In April of 2011, Dallas was one of the first major cities to hold its own slutwalk after a Toronto official warned young women not to dress like a “slut” if they didn’t want to be raped. Dozens of cities around the world joined the movement in ensuing months, but where is that movement now?

A lot has happened in the last 11 months. Some say there is a “war on women”. Rush Limbaugh is losing sponsors but gaining listeners after calling a young law student a slut for defending public support for birth control before Congress. Texas is sacrificing federal funding for women’s healthcare over abortion policies.

There have been victories for sex-positivity also: figures as diametrically opposed as Dan Savage and Newt Gingrich are getting people talking about monogamy, open relationships, and the boundaries of commitment. Innovations and careful marketing are bringing condoms and sex toys further out of the shadows. Even school districts in the most sex-negative parts of the country are abandoning abstinence-only programs for more comprehensive sex ed.

In the aftermath of last year’s event, we also had to recognize two very different tracks of slut-walkers: those who wanted to oppose the victim-blaming mentality that sparked the very first SlutWalk, and a subset who also self-identified as sluts (or their allies) and wanted to question whether sluthood itself had to be a bad thing. It was hard, it was complicated, and a lot of good conversations started but didn’t get very far.

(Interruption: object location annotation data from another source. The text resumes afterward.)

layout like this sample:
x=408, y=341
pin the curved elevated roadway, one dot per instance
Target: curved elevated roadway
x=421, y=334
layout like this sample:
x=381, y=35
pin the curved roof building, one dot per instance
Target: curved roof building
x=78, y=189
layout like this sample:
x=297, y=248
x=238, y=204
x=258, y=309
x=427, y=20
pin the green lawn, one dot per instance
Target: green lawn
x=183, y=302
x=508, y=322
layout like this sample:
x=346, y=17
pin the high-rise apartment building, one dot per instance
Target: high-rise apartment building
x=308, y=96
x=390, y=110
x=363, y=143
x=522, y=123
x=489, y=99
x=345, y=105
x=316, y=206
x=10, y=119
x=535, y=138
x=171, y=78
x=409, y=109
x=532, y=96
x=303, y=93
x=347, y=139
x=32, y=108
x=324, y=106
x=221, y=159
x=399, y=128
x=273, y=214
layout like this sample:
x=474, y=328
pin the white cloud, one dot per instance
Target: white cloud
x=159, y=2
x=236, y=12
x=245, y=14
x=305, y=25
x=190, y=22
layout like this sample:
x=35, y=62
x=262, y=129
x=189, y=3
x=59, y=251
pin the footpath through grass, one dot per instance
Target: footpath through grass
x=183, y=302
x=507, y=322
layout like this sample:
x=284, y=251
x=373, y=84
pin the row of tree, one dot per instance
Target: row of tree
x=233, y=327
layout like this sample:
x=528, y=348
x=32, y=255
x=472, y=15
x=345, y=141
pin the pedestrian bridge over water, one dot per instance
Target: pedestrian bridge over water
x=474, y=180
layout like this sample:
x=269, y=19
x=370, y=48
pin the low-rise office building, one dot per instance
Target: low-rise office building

Let’s pick up the conversation where we left off. Is it time for another SlutWalk? Or is there another way to gather up the momentum from last year and propel sexuality forward? Is there a way we can reconcile the two tracks or must we choose one to move forward?

We’re looking for supporters of last year’s SlutWalk and other local activists to come together and talk about these issues. We have to move fast: the anniversary is April 23rd, and April is also Sexual Assault Awareness Month. We’d like to have a face-to-face discussion very soon and decide what the next step will be in time to commemorate last year’s walk.

Last year, Dallas Slutwalk was organized from scratch by one determined woman who is currently wrapped up in the joys of new motherhood. I’ve volunteered to help her get some folks together for a conversation about how best to follow-up last year’s successful walk, at which point I’d love to hand it off to a group of dedicated women who can take it places I can’t.